Acceptance criteria:

  • GitHub correctly identifies the project license.
  • New contributors can develop, test, and submit a PR without private communication.
  • A private reporting channel exists for security issues.

2. Required CI

  • CI runs make test, make test-integration, and Helm lint/template.
  • CI runs the Go race detector, covering at least runtime, scheduler, controller, and runtimed.
  • CI runs Python Runtime unit tests.
  • Add govulncheck, dependency update bot, and basic secret scanning.
  • Add generated-file consistency checks to ensure generated Go API and CRD files stay current.
  • Run make e2e on a schedule or per release.

Acceptance criteria:

  • All required checks are reproducible in a clean environment.
  • Generated file drift, data races, and reachable vulnerabilities block merge.

3. Runtime Concurrency and Resource Lifecycle

The Bash Runtime had real data races between execution goroutines and Status, List, Cancel, and duplicate Execute, reproduced by go test -race.

  • Establish complete concurrency protection and immutable state snapshots for every Bash Runtime execution.
  • Establish complete concurrency protection and immutable state snapshots for every Python Runtime execution.
  • Set bounded buffers for Bash Runtime stdout/stderr; prevent unbounded memory growth.
  • Set bounded buffers for Python Runtime stdout/stderr; prevent unbounded memory growth.
  • Add execution Forget lifecycle to the Runtime API.
  • Clean up /workspace/<runUID> after Run completion while preserving the ordering required for artifact upload.
  • Bash Runtime cancellation and timeout terminate the entire process group and wait for exit.
  • Python Runtime cancellation and timeout terminate the entire process group and wait for exit.
  • Fix concurrent access to shared task state in the Python Runtime.
  • Clarify the isolation approach for Python handler mode; mark as trusted-code only until isolation is in place.
  • Apply workspace.sizeLimit to the Runtime Pod emptyDir.

Acceptance criteria:

  • go test -race passes completely.
  • Runtime task count, workspace usage, and memory do not grow monotonically under sustained Run load.
  • No orphaned child processes remain after cancel or timeout.

4. Workflow State Correctness

  • Map child Run Timeout and Cancelled to terminal Step/Job/Workflow states.
  • Unknown needs must fail explicitly at admission or reconciliation.
  • Validate that a step includes a currently supported execution method; do not silently accept unimplemented uses.
  • Apply Kubernetes name and label constraints to job/step names.
  • Use truncation with a stable hash when generating child Run names to avoid overly long names.
  • Add controller and E2E tests for the above scenarios.

Acceptance criteria:

  • Valid Workflows eventually converge to Succeeded or Failed.
  • Invalid DAGs produce a clear error at creation or first reconciliation and do not remain Pending/Running indefinitely.

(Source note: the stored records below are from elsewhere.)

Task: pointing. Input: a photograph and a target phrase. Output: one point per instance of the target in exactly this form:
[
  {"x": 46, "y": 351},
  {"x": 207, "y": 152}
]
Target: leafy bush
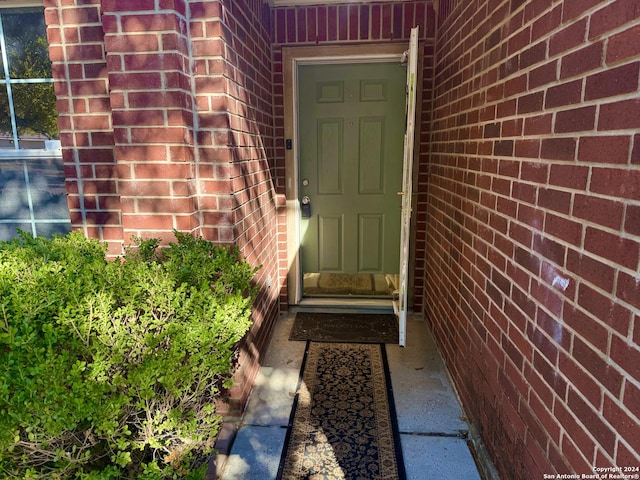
[{"x": 111, "y": 369}]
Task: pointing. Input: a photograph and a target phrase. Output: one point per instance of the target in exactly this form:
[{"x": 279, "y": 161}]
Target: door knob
[{"x": 305, "y": 206}]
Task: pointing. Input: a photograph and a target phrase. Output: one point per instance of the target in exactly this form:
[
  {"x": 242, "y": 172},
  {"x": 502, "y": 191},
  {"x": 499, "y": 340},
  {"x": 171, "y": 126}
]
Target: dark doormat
[
  {"x": 345, "y": 327},
  {"x": 343, "y": 421}
]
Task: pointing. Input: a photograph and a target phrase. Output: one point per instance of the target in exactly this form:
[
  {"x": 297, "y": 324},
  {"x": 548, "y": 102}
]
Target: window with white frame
[{"x": 32, "y": 190}]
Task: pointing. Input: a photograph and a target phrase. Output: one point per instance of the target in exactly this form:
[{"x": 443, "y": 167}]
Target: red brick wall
[
  {"x": 348, "y": 24},
  {"x": 533, "y": 243},
  {"x": 167, "y": 123},
  {"x": 238, "y": 200}
]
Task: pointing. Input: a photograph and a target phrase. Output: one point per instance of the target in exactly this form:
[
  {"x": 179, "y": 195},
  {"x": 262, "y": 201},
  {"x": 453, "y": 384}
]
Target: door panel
[
  {"x": 371, "y": 160},
  {"x": 330, "y": 156},
  {"x": 351, "y": 129},
  {"x": 371, "y": 242},
  {"x": 331, "y": 243}
]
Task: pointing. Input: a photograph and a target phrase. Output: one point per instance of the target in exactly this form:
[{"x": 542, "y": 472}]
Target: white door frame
[{"x": 292, "y": 58}]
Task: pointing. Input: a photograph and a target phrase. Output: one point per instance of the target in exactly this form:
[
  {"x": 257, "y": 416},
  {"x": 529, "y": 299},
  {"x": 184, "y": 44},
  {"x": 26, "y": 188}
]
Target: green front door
[{"x": 351, "y": 130}]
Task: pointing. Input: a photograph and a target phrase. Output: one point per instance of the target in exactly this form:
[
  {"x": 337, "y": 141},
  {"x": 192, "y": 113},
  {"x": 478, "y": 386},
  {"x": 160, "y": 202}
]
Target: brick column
[
  {"x": 82, "y": 88},
  {"x": 147, "y": 57}
]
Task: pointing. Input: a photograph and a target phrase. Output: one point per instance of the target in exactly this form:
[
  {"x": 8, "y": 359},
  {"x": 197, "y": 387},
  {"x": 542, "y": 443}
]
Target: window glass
[
  {"x": 25, "y": 36},
  {"x": 48, "y": 195},
  {"x": 32, "y": 186},
  {"x": 28, "y": 114},
  {"x": 35, "y": 111},
  {"x": 14, "y": 199}
]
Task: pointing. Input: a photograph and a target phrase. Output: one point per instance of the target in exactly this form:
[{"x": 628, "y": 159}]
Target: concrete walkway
[{"x": 432, "y": 427}]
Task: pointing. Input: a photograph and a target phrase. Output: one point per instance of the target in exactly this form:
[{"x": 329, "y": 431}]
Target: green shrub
[{"x": 110, "y": 369}]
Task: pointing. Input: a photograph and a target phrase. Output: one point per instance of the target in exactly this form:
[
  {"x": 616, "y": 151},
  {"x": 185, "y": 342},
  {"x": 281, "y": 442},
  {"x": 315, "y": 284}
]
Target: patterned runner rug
[{"x": 343, "y": 422}]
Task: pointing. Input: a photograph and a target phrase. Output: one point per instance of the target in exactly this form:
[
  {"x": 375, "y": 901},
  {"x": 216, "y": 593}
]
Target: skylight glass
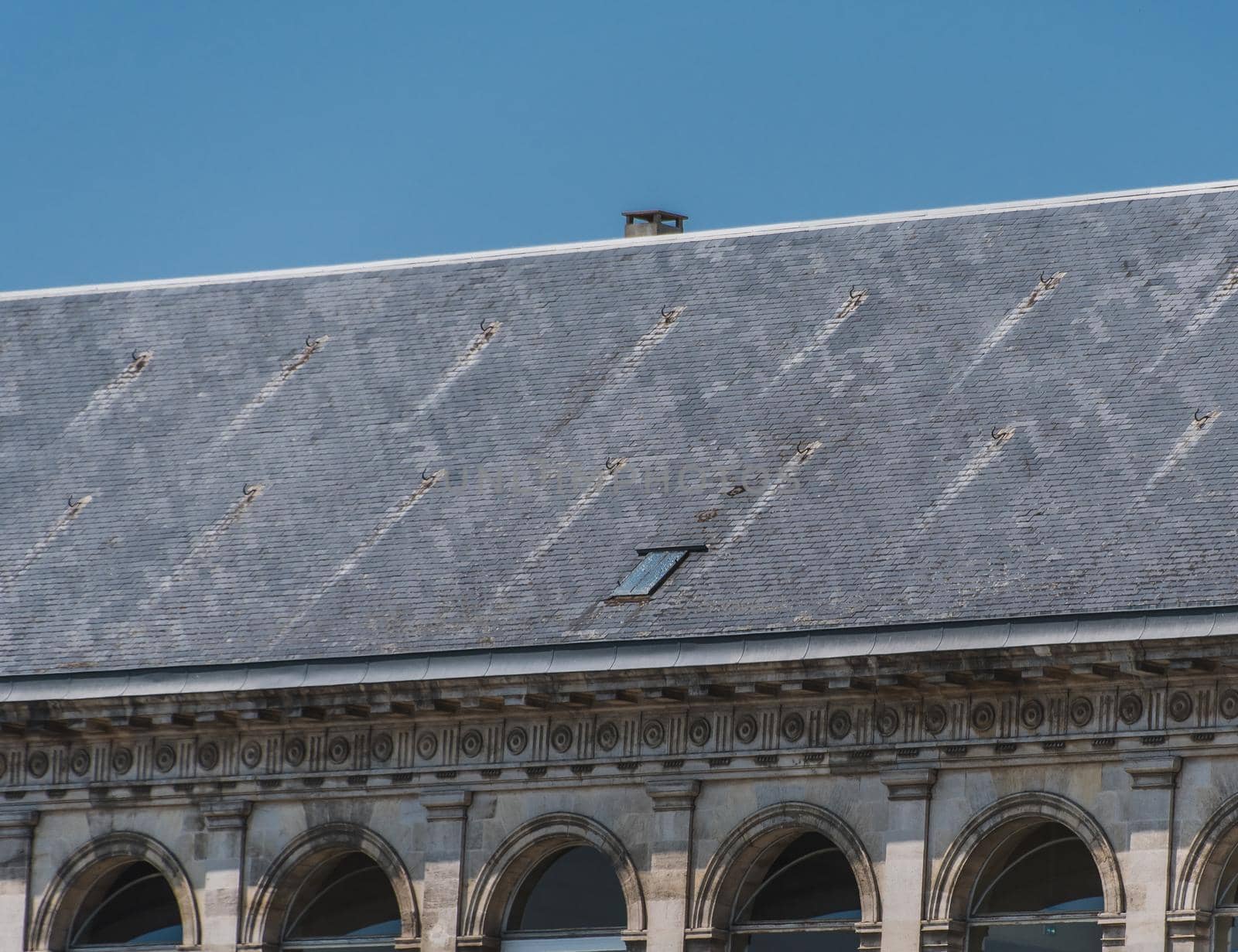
[{"x": 654, "y": 568}]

5. Security and Trust Boundary

  • Reject absolute paths and entrypoints containing ..; ensure source writes do not escape the Run workspace.
  • Restrict Git source protocols; add clone/checkout timeout, size, and output limits.
  • Document Runtime and Run creation permissions and their security implications.
  • Add network access control for runtimed status/artifact gRPC; at minimum provide a default NetworkPolicy.
  • Provide secure default security contexts for all platform and built-in Runtime containers.
  • Disable default privilege escalation, enable seccomp, and set read-only root filesystem per container capabilities.
  • Write a threat model that clearly states the limitations of multiple Runs sharing process, network, and workspace within the same Runtime Pod.
  • Fix README claims about “per-Run resource limits” and “clean workspace” that exceed the current implementation.

Acceptance criteria:

  • Documentation does not imply that built-in Runtimes can safely run untrusted code.
  • Default charts install on clusters with Pod Security Standards enabled.
  • Run inputs cannot access unauthorized local resources through paths or Git sources.

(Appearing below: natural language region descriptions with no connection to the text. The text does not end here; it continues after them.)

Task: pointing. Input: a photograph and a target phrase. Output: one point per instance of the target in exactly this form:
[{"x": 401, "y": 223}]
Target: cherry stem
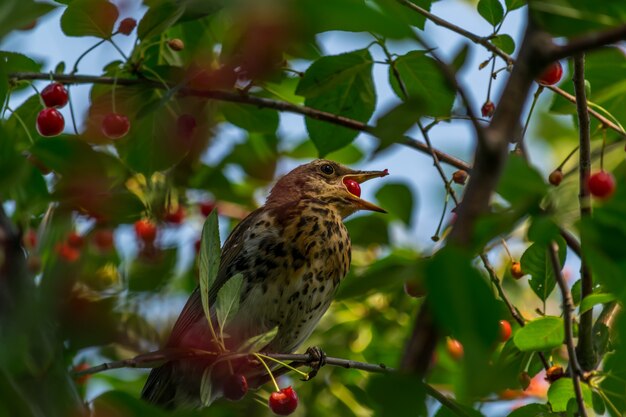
[
  {"x": 75, "y": 67},
  {"x": 506, "y": 248},
  {"x": 560, "y": 167},
  {"x": 72, "y": 110},
  {"x": 269, "y": 371},
  {"x": 493, "y": 67},
  {"x": 286, "y": 365},
  {"x": 530, "y": 112},
  {"x": 603, "y": 145}
]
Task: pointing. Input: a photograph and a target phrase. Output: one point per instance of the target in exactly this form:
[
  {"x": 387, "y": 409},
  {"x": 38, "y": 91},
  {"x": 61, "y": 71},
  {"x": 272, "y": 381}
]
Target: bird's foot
[{"x": 318, "y": 359}]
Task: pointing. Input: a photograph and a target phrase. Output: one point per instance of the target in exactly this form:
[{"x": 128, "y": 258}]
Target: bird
[{"x": 292, "y": 254}]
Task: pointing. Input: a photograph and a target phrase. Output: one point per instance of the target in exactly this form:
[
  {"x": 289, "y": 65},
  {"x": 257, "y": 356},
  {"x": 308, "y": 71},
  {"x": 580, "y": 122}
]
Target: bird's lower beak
[{"x": 360, "y": 177}]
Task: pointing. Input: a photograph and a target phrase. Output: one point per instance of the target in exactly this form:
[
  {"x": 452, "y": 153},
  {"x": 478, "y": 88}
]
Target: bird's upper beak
[{"x": 361, "y": 177}]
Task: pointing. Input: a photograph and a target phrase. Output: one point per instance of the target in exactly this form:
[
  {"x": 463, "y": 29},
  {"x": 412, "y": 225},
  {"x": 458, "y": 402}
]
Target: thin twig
[
  {"x": 245, "y": 99},
  {"x": 484, "y": 41},
  {"x": 585, "y": 342},
  {"x": 568, "y": 308}
]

6. Installation Scope and Helm Correctness

  • Explicitly choose a cluster-wide or single-namespace installation model.
  • The runtimed ServiceAccount referenced by Runtime Deployments must exist in the Runtime namespace.
  • Add a namespace-scoped RBAC controller for custom Runtime.spec.template.spec.serviceAccountName to ensure the corresponding ServiceAccount has the minimum permissions required by runtimed.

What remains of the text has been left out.